Results matter with Bruce Rauner, not his watch
By EDEN MARTIN January 15, 2014 3:12PM
Supporters of some of the establishment Republican candidates for governor and a few media commentators are now taking shots at political newcomer and present front-runner Bruce Rauner. Some say he has an “arrogant” streak, and others claim it’s hypocritical for a wealthy candidate to refer in campaign ads to wearing an old watch or driving an old van.
I’ve worked with Bruce for years on state finance and education policy, and I can understand how some who disagree with him might easily mistake self-confidence for arrogance. But I’ve found him to be smart, disciplined and focused on getting results. Full disclosure: I like and respect him, and I’ve contributed to his campaign.
Unlike some career politicians, Bruce has no patience for delay or failure. An example: he doesn’t want to see another generation of kids lost to failing urban schools. He’s given millions of dollars — and countless hours of his own time — to improve schools and help young people.
Bruce Rauner did not become successful in private equity by avoiding tough problems. During his career he created enormous value for investors — including retirees and other mom-and-pop types — as well as himself and his partners. He did it by unraveling complicated messes, reaching decisions in a disciplined way and then setting targets and timetables.

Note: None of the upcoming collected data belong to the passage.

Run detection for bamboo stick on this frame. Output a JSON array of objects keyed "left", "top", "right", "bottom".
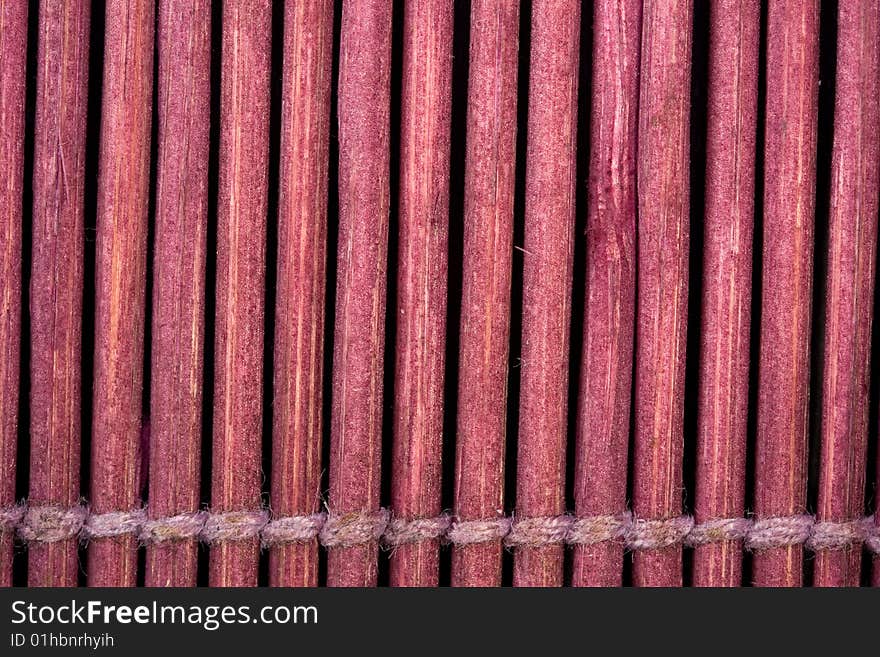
[
  {"left": 269, "top": 0, "right": 334, "bottom": 588},
  {"left": 0, "top": 0, "right": 27, "bottom": 588},
  {"left": 572, "top": 0, "right": 640, "bottom": 588},
  {"left": 389, "top": 0, "right": 453, "bottom": 587},
  {"left": 692, "top": 0, "right": 759, "bottom": 588},
  {"left": 89, "top": 0, "right": 154, "bottom": 587},
  {"left": 632, "top": 0, "right": 692, "bottom": 588},
  {"left": 145, "top": 0, "right": 211, "bottom": 588},
  {"left": 753, "top": 0, "right": 819, "bottom": 588},
  {"left": 450, "top": 0, "right": 520, "bottom": 588},
  {"left": 209, "top": 0, "right": 272, "bottom": 588},
  {"left": 29, "top": 0, "right": 91, "bottom": 587},
  {"left": 814, "top": 0, "right": 880, "bottom": 588},
  {"left": 327, "top": 0, "right": 393, "bottom": 587},
  {"left": 513, "top": 0, "right": 580, "bottom": 588}
]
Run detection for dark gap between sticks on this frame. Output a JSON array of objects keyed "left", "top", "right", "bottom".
[
  {"left": 141, "top": 0, "right": 160, "bottom": 509},
  {"left": 743, "top": 0, "right": 771, "bottom": 588},
  {"left": 75, "top": 0, "right": 108, "bottom": 588},
  {"left": 196, "top": 0, "right": 224, "bottom": 588},
  {"left": 256, "top": 0, "right": 286, "bottom": 589},
  {"left": 803, "top": 0, "right": 839, "bottom": 587},
  {"left": 437, "top": 0, "right": 472, "bottom": 587},
  {"left": 864, "top": 180, "right": 880, "bottom": 586},
  {"left": 500, "top": 0, "right": 533, "bottom": 588},
  {"left": 135, "top": 0, "right": 161, "bottom": 586},
  {"left": 11, "top": 0, "right": 41, "bottom": 587},
  {"left": 563, "top": 0, "right": 594, "bottom": 586},
  {"left": 373, "top": 0, "right": 406, "bottom": 589},
  {"left": 681, "top": 0, "right": 711, "bottom": 587},
  {"left": 317, "top": 1, "right": 344, "bottom": 589}
]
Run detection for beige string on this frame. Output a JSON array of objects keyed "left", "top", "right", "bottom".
[{"left": 3, "top": 503, "right": 877, "bottom": 554}]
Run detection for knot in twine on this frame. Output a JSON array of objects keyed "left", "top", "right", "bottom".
[
  {"left": 319, "top": 510, "right": 389, "bottom": 548},
  {"left": 685, "top": 517, "right": 753, "bottom": 547},
  {"left": 261, "top": 513, "right": 327, "bottom": 548},
  {"left": 568, "top": 512, "right": 631, "bottom": 545},
  {"left": 382, "top": 514, "right": 451, "bottom": 548},
  {"left": 140, "top": 511, "right": 208, "bottom": 543},
  {"left": 446, "top": 517, "right": 512, "bottom": 545},
  {"left": 19, "top": 505, "right": 88, "bottom": 543},
  {"left": 200, "top": 510, "right": 269, "bottom": 543},
  {"left": 505, "top": 515, "right": 573, "bottom": 548},
  {"left": 82, "top": 509, "right": 146, "bottom": 539},
  {"left": 745, "top": 515, "right": 813, "bottom": 550},
  {"left": 862, "top": 516, "right": 880, "bottom": 555},
  {"left": 4, "top": 502, "right": 879, "bottom": 554},
  {"left": 0, "top": 505, "right": 25, "bottom": 533},
  {"left": 627, "top": 515, "right": 694, "bottom": 550},
  {"left": 805, "top": 518, "right": 867, "bottom": 552}
]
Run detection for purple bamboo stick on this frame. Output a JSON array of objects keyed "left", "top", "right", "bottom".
[
  {"left": 754, "top": 0, "right": 819, "bottom": 588},
  {"left": 572, "top": 0, "right": 640, "bottom": 588},
  {"left": 692, "top": 0, "right": 759, "bottom": 588},
  {"left": 269, "top": 0, "right": 334, "bottom": 588},
  {"left": 451, "top": 0, "right": 519, "bottom": 588},
  {"left": 328, "top": 0, "right": 392, "bottom": 588},
  {"left": 513, "top": 0, "right": 580, "bottom": 588},
  {"left": 389, "top": 0, "right": 452, "bottom": 587},
  {"left": 29, "top": 0, "right": 90, "bottom": 587},
  {"left": 0, "top": 0, "right": 27, "bottom": 588},
  {"left": 210, "top": 0, "right": 272, "bottom": 588},
  {"left": 814, "top": 0, "right": 880, "bottom": 589},
  {"left": 89, "top": 0, "right": 154, "bottom": 587},
  {"left": 145, "top": 0, "right": 211, "bottom": 588},
  {"left": 632, "top": 0, "right": 692, "bottom": 588}
]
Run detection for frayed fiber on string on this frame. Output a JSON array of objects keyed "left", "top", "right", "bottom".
[{"left": 5, "top": 505, "right": 879, "bottom": 555}]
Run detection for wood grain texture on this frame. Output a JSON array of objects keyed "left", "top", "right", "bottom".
[
  {"left": 390, "top": 0, "right": 453, "bottom": 587},
  {"left": 513, "top": 0, "right": 580, "bottom": 588},
  {"left": 753, "top": 0, "right": 819, "bottom": 588},
  {"left": 692, "top": 0, "right": 759, "bottom": 588},
  {"left": 451, "top": 0, "right": 519, "bottom": 588},
  {"left": 632, "top": 0, "right": 692, "bottom": 588},
  {"left": 89, "top": 0, "right": 154, "bottom": 588},
  {"left": 269, "top": 0, "right": 334, "bottom": 588},
  {"left": 328, "top": 0, "right": 393, "bottom": 587},
  {"left": 29, "top": 0, "right": 91, "bottom": 587},
  {"left": 0, "top": 0, "right": 27, "bottom": 589},
  {"left": 572, "top": 0, "right": 640, "bottom": 588},
  {"left": 146, "top": 0, "right": 211, "bottom": 588},
  {"left": 210, "top": 0, "right": 272, "bottom": 588},
  {"left": 814, "top": 0, "right": 879, "bottom": 588}
]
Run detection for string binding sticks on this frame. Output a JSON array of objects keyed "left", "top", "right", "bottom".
[{"left": 3, "top": 504, "right": 878, "bottom": 555}]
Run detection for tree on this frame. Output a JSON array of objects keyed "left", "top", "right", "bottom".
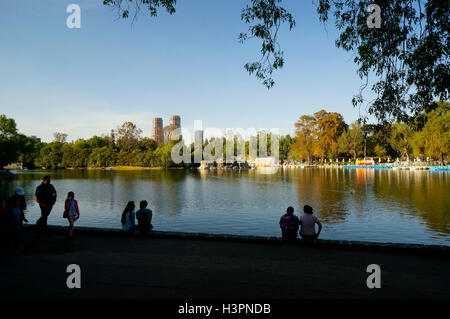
[
  {"left": 0, "top": 115, "right": 18, "bottom": 138},
  {"left": 314, "top": 110, "right": 346, "bottom": 161},
  {"left": 103, "top": 1, "right": 448, "bottom": 122},
  {"left": 114, "top": 121, "right": 142, "bottom": 152},
  {"left": 412, "top": 101, "right": 449, "bottom": 165},
  {"left": 103, "top": 0, "right": 295, "bottom": 89},
  {"left": 389, "top": 122, "right": 414, "bottom": 160},
  {"left": 16, "top": 135, "right": 42, "bottom": 168},
  {"left": 279, "top": 134, "right": 294, "bottom": 161},
  {"left": 291, "top": 115, "right": 317, "bottom": 164},
  {"left": 53, "top": 132, "right": 68, "bottom": 144},
  {"left": 338, "top": 121, "right": 364, "bottom": 160},
  {"left": 317, "top": 0, "right": 449, "bottom": 122}
]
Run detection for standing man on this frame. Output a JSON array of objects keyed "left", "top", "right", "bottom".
[{"left": 35, "top": 176, "right": 57, "bottom": 230}]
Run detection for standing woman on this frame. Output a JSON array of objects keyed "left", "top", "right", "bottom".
[
  {"left": 63, "top": 192, "right": 80, "bottom": 239},
  {"left": 121, "top": 201, "right": 135, "bottom": 233}
]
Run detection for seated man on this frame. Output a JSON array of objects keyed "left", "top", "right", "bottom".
[
  {"left": 279, "top": 206, "right": 299, "bottom": 241},
  {"left": 299, "top": 205, "right": 322, "bottom": 240},
  {"left": 135, "top": 200, "right": 153, "bottom": 233}
]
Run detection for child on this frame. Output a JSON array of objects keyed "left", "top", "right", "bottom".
[
  {"left": 299, "top": 205, "right": 322, "bottom": 240},
  {"left": 63, "top": 192, "right": 80, "bottom": 239}
]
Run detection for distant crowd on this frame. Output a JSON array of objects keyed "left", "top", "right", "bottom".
[{"left": 1, "top": 175, "right": 322, "bottom": 252}]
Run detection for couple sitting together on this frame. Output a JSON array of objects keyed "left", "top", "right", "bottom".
[{"left": 279, "top": 205, "right": 322, "bottom": 241}]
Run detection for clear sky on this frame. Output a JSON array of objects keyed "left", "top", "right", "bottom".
[{"left": 0, "top": 0, "right": 375, "bottom": 142}]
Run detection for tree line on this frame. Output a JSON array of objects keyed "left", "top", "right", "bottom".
[
  {"left": 0, "top": 101, "right": 448, "bottom": 169},
  {"left": 290, "top": 102, "right": 449, "bottom": 165}
]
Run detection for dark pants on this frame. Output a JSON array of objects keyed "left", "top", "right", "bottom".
[
  {"left": 281, "top": 230, "right": 298, "bottom": 242},
  {"left": 36, "top": 205, "right": 53, "bottom": 228},
  {"left": 11, "top": 226, "right": 22, "bottom": 249},
  {"left": 300, "top": 233, "right": 319, "bottom": 240}
]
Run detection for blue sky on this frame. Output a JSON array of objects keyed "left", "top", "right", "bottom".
[{"left": 0, "top": 0, "right": 374, "bottom": 142}]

I’ve known people, as most of us have, who inherited wealth and then coasted through adulthood. By contrast, Bruce worked hard to get an education and then helped build one of the leading financial firms in Chicago. His values were formed before he became successful. He was wearing an old watch, driving an old van and cleaning his shotguns long before his run for governor.
Political opponents may repeat, over and over, he’s too wealthy — he doesn’t understand us — he can’t relate to us common folk. Who says? Give me any day the person who worked his way up, created value for others and himself and then gave away much of his wealth to causes and charities that can improve the lives of others.

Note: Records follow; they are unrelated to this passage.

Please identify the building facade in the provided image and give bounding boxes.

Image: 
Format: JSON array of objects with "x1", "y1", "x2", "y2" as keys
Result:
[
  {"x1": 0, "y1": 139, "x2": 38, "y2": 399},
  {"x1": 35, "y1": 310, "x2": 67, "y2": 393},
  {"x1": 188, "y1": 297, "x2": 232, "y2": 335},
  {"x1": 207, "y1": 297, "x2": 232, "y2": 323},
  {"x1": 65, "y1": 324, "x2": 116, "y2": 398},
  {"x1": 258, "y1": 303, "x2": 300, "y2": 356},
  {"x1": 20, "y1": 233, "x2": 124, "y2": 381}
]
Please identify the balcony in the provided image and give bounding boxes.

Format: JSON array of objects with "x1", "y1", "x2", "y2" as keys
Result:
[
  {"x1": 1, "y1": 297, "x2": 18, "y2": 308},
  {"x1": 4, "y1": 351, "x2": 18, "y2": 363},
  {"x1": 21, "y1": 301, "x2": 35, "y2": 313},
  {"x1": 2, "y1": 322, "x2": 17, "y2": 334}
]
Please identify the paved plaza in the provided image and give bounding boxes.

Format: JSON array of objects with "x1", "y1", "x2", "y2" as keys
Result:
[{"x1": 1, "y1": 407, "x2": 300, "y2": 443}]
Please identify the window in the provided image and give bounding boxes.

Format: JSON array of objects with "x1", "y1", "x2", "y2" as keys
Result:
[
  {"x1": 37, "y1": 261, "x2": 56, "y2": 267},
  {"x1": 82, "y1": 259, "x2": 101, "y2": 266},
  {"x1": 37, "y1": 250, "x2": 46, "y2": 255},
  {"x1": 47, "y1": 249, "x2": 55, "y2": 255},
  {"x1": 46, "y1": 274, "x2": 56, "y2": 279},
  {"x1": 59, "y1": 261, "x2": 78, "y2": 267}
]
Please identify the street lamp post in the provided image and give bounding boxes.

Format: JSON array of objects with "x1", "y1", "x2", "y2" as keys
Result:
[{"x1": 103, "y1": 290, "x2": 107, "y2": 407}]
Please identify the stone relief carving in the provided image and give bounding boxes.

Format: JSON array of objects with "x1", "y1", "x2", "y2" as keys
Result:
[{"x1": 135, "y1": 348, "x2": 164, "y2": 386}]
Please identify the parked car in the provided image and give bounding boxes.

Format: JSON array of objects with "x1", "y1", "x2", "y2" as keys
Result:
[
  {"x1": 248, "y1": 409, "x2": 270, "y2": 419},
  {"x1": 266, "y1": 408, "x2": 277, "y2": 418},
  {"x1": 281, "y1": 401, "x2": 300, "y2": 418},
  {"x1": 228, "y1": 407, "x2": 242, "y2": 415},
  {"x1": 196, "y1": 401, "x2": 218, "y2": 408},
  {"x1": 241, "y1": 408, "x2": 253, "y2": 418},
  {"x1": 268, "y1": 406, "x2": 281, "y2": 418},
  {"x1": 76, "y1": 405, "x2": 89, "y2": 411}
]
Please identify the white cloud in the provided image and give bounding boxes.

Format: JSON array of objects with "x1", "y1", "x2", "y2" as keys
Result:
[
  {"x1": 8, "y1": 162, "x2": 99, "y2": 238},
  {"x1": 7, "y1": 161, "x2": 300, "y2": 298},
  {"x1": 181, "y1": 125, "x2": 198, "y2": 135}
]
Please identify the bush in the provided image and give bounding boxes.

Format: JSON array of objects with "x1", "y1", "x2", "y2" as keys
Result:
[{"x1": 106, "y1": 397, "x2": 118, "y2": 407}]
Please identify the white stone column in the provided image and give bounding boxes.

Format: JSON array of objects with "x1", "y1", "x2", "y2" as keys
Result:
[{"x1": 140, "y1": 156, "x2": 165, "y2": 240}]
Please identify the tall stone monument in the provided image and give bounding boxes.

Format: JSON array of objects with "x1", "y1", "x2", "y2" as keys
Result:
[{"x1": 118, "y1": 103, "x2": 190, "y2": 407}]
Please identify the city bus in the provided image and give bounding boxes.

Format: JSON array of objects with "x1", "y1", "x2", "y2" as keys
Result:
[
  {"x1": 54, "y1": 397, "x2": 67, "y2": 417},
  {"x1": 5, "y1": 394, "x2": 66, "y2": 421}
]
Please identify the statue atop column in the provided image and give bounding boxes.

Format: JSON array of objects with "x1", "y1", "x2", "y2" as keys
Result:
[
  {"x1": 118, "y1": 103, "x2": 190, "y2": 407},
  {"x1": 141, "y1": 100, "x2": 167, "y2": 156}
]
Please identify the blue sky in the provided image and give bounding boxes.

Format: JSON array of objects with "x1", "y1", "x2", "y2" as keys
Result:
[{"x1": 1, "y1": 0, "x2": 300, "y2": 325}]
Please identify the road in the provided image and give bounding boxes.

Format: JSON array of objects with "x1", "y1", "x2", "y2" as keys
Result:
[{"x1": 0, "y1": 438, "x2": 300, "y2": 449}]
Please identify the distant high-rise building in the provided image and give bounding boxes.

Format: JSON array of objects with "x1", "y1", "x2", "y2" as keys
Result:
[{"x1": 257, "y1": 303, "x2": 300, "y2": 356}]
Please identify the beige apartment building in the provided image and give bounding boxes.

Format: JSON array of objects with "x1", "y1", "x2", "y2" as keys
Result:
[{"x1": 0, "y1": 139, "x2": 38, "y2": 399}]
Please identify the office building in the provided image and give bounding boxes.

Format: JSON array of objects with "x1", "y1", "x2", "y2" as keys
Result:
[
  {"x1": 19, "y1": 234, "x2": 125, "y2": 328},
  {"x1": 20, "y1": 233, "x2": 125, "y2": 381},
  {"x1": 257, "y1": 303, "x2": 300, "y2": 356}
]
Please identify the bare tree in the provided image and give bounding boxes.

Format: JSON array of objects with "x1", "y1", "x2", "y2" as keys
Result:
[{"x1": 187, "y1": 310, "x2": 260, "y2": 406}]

Suppose you or a family member suffered from a variety of life-threatening diseases. You want the best doctor you can find. You can keep going to the same old family physician — someone who was there when the symptoms of illness first appeared, who should have understood the risks, but yawned and assumed he’d be retired by the time the patient died. Or you can go to a newcomer — an experienced, hard-working, demanding professional — who tells it like it is, pulls no punches and can point to a record of remarkable success.
Would you think — “He’s not like us; he’s too successful; he keeps telling me what I don’t want to hear — that I need to exercise, lay off the booze and go on a radical diet.” Or would you say to yourself — “I want the best doctor I can find. I don’t care if he’s abrasive, or even if he sometimes changes his mind. I want him to tell me the truth about my condition and then to help me get on track to better health.”
Illinois desperately needs a new, smart, impatient fiscal doctor — a leader who will do what’s necessary to save the state and Chicago from economic collapse.
Does it really matter what kind of watch he wears?